The overall density of the battery is \(2.245 \frac{\mathrm{g}}{\mathrm{m}^3}\). To find the charge density in terms of \(\frac{\mathrm{mA} \cdot \mathrm{h}}{\mathrm{m}^3}\), multiply the specific capacity converted in Step 2 by the density:\(70 \frac{\mathrm{mA} \cdot \mathrm{h}}{\mathrm{g}} \times 2.245 \frac{\mathrm{g}}{\mathrm{m}^3} = 157.15 \frac{\mathrm{mA} \cdot \mathrm{h}}{\mathrm{m}^3}\).

Key concepts

Understanding Specific Capacity

Specific capacity is an important metric in evaluating a battery's performance. It tells us how much electric charge a battery can store per unit mass.
This value is usually expressed in terms of Coulombs per gram (\(\frac{\mathrm{C}}{\mathrm{g}}\)) or in milliampere-hours per gram (\(\frac{\mathrm{mA}\cdot\mathrm{h}}{\mathrm{g}}\)).

To convert the specific capacity from \(\frac{\mathrm{C}}{\mathrm{g}}\) to \(\frac{\mathrm{mA}\cdot\mathrm{h}}{\mathrm{g}}\), we must use the relationship between Coulombs and milliampere-hours.
Remember, 1 Coulomb is equal to 1 Ampere-Second (A⋅s). Additionally, 1 milliampere-hour (mA⋅h) equals 3.6 Coulombs.

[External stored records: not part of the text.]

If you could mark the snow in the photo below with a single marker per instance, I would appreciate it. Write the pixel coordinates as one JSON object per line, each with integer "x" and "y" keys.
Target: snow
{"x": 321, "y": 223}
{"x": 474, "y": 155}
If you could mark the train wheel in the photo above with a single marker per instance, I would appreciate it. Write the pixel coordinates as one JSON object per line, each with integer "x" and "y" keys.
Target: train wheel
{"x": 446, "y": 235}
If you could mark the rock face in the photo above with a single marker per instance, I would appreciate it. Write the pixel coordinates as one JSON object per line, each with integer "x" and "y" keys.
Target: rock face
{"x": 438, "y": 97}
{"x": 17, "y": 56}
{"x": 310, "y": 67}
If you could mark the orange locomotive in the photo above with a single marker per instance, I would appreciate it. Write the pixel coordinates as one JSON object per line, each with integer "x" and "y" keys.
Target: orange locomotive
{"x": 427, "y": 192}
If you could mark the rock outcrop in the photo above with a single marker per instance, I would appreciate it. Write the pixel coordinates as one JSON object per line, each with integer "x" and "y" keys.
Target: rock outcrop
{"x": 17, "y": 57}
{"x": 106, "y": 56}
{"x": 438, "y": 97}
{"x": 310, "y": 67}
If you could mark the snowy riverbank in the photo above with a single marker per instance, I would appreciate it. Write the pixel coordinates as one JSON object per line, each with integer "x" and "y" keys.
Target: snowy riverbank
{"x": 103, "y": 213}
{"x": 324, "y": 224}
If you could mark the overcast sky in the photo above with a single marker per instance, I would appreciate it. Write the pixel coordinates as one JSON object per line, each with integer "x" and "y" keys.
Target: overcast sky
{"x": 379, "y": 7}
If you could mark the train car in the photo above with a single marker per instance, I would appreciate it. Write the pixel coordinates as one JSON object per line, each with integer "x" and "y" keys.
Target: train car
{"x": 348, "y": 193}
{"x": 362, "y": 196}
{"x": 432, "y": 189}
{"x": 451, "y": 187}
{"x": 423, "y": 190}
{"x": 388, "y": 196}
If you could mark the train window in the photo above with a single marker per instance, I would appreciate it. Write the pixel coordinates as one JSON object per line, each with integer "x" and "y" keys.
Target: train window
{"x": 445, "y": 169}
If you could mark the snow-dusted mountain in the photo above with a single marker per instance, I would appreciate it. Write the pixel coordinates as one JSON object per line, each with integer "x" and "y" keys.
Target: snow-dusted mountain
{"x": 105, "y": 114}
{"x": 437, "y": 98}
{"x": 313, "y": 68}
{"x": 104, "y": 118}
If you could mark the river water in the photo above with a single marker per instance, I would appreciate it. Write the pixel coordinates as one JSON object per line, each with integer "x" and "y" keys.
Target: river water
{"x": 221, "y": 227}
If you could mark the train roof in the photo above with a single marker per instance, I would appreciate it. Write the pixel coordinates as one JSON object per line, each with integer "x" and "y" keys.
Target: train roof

In our original problem, a specific capacity of \(252 \frac{\mathrm{C}}{\mathrm{g}}\) was given.
Using the relevant conversion factor, it was converted to \(70 \frac{\mathrm{mA}\cdot\mathrm{h}}{\mathrm{g}}\).
This conversion allows us to easily calculate and compare battery capacities in familiar units.

Exploring Charge Density

Charge density helps us understand how much charge is held in a specific volume of battery material.
It combines the specific capacity (charge per mass) with the overall material density.
For this reason, charge density is typically given in units of \(\frac{\mathrm{mA}\cdot \mathrm{h}}{\mathrm{m}^3}\).

To find the charge density, we multiply the specific capacity converted to \(\frac{\mathrm{mA}\cdot\mathrm{h}}{\mathrm{g}}\) by the battery's overall density.

• In our case, the specific capacity conversion yielded \(70 \frac{\mathrm{mA}\cdot\mathrm{h}}{\mathrm{g}}\).
• The battery's overall density was given as \(2.245 \frac{\mathrm{g}}{\mathrm{m}^3}\).

Multiply these two values to get \(157.15 \frac{\mathrm{mA}\cdot \mathrm{h}}{\mathrm{m}^3}\).
This reveals how effectively the battery material stores charge within a given volume.

Role of Conversion Factors

Conversion factors are essential for transforming quantities from one unit to another in scientific calculations. They make it easier to work with various units comfortably.
When dealing with electric charge and capacity in batteries, using the right conversion factors allows for a seamless transition between different measurements, such as from Coulombs to milliampere-hours.

In our example, we used the following key conversion factors:

• 1 Coulomb \(= 1 \text{ A ⋅ s}\)
• 1 milliampere-hour \(= 3.6 \text{ C}\)

Using these, we converted specific capacity from \(\frac{\mathrm{C}}{\mathrm{g}}\) to \(\frac{\mathrm{mA} \cdot \mathrm{h}}{\mathrm{g}}\), enabling further calculations for charge density.
Without these factors, accurately comparing and calculating dimensions would be challenging.
Understanding and applying conversion factors are vital skills in the study of batteries and electrical engineering.